Et force est de constater que sans ces histoires de complément centrées sur Superman et Batman, l’histoire est moins folle ! D’ailleurs, mon passage préféré (hormis le prologue sur Néga-Flash, mais nous y reviendrons) était incontestablement celui avec Batman en lutte contre le Joker dans l’univers créé par Zoom.

Flashpoint

Passons donc sur cette immense déception et analysons ce qui nous est donné à lire dans cet ouvrage. L’histoire se concentre donc sur l’histoire de Barry Allen qui, victime d’un mauvais tour du Néga-Flash, se réveille dans un monde différent. Le premier changement est positif pour Barry : sa mère est vivante. Mais pour une bonne nouvelle, combien de mauvaises ? L’Europe occidentale (chez nous, quoi !) à été mise sous les flots par Aquaman et ses Atlantes pendant sa guerre contre Wonder Woman (et ses Amazones), accusée d’avoir tué la femme du roi des sept mers, qui a élu domicile en Angleterre (renommée Nouvelle Themyscira). Batman est un quasi psychopathe usant de méthodes beaucoup plus brutales qu’à l’accoutumée et Superman est aux abonnés absents. Bref, c’est l’apocalypse et Flash se rend bien compte que le prix payé pour la survie de sa mère est trop élevé et va tout mettre en oeuvre pour revenir à la situation initiale.

Flashpoint

Le scénario de Johns n’est pas mauvais, mais quand on a goûté la version plus complète du kiosque, revenir à la version light peut être un peu indigeste, car pour une fois les tie-ins dans un event ont une vraie importance dans le scénario et dans l’explication de ce nouveau monde. La fin est un peu étrange et pas franchement réussie, se contenter de faire un jogging sur un tapis pour régler une situation pareille, c’est pas génial. Néanmoins, j’adore le prologue (Flash #8) et sa représentation de l’évolution de la frustration du Néga-Flash et de la façon radicale qu’il a eu d’y remédier. En plus, j’aime réellement le trait dynamique de Scott Kolins sur ce numéro.

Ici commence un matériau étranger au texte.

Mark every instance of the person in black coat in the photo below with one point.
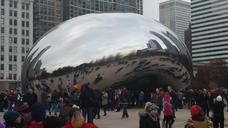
(218, 113)
(87, 101)
(149, 117)
(30, 97)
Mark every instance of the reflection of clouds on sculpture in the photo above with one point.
(111, 42)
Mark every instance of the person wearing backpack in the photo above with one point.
(168, 119)
(198, 119)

Les dessins d’Andy Kubert sont vraiment beaux et le design des personnages de ce monde sont réussis et notamment Batman, dont le costume réussit la performance de le rendre encore plus sombre. Les décors apocalyptiques sont vraiment superbes et rendent le désespoir presque palpable.

En résumant c’est bien, mais ça aurait pu être bien mieux. Et il est dommage que le kiosque dont est issu cette édition soit bien plus complet, c’est pas génial. De plus l’animé fourni avec la première édition enfonce le clou en contenant lui aussi des passages issus des tie-ins. Je n’ai pas reconnu l’histoire que j’avait tant aimé et c’est bien dommage. Ceci dit, le fait que des tie-ins doivent être présents pour compléter l’histoire ne fait qu’appuyer la faiblesse de l’event principal seul…

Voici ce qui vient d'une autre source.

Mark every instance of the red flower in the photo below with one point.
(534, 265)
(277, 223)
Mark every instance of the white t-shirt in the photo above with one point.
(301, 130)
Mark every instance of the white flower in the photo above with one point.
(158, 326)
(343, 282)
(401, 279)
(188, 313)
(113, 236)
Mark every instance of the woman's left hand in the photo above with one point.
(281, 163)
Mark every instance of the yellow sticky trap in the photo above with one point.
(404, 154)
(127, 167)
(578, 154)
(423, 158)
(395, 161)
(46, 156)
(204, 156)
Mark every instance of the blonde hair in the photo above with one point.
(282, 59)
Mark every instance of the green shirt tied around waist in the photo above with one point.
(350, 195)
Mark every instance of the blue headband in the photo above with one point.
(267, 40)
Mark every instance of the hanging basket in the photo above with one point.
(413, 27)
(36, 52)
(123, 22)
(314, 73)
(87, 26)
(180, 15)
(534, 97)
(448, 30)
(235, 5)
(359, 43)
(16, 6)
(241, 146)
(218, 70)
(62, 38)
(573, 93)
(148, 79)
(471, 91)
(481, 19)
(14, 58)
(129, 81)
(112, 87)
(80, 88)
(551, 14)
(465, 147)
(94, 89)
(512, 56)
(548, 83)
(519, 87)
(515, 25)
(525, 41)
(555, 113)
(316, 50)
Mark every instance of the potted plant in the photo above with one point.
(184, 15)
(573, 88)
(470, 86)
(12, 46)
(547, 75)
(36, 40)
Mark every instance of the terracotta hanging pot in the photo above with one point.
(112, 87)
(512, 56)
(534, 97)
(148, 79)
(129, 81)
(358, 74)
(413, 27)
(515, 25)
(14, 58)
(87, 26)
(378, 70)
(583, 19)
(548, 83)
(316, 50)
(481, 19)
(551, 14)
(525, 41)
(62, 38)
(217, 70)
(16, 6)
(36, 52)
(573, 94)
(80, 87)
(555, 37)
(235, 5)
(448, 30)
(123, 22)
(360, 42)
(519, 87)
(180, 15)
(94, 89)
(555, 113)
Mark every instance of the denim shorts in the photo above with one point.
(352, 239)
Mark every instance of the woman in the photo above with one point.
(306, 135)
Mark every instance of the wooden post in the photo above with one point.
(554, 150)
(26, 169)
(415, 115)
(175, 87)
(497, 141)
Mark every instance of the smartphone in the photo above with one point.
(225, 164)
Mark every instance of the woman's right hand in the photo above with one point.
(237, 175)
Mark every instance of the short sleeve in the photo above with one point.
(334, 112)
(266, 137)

UN DEUXIÈME AVIS C’EST BIEN AUSSI !!

On tomberait à côté si on ne reconnaissait pas Flashpoint comme un volume d’anthologie. Cette histoire a une incidence non négligeable sur le DC-verse et en plus, elle est vraiment bien écrite. Un scénario impec servi par des dessins qui flattent la pupille, que demandent les fans ? De plus, le film d’animation adapté de Flahspoint est relativement bien fait lui aussi. Personnellement, j’ai beaucoup aimé lire Flashpoint, je l’ai lu d’une traite! Je n’ai pas toujours trouvé tous les éléments impliqués simples à comprendre… mais pour du Geoff Johns c’est lisible sans cachet d’aspirine à côté. Même s’il n’a pas fait l’unanimité sur la planète Comics, selon moi, Flashpoint est un véritable page-turner et un tome à lire absolument… d’autant plus qu’il est l’événement qui mène à la continuité des New 52.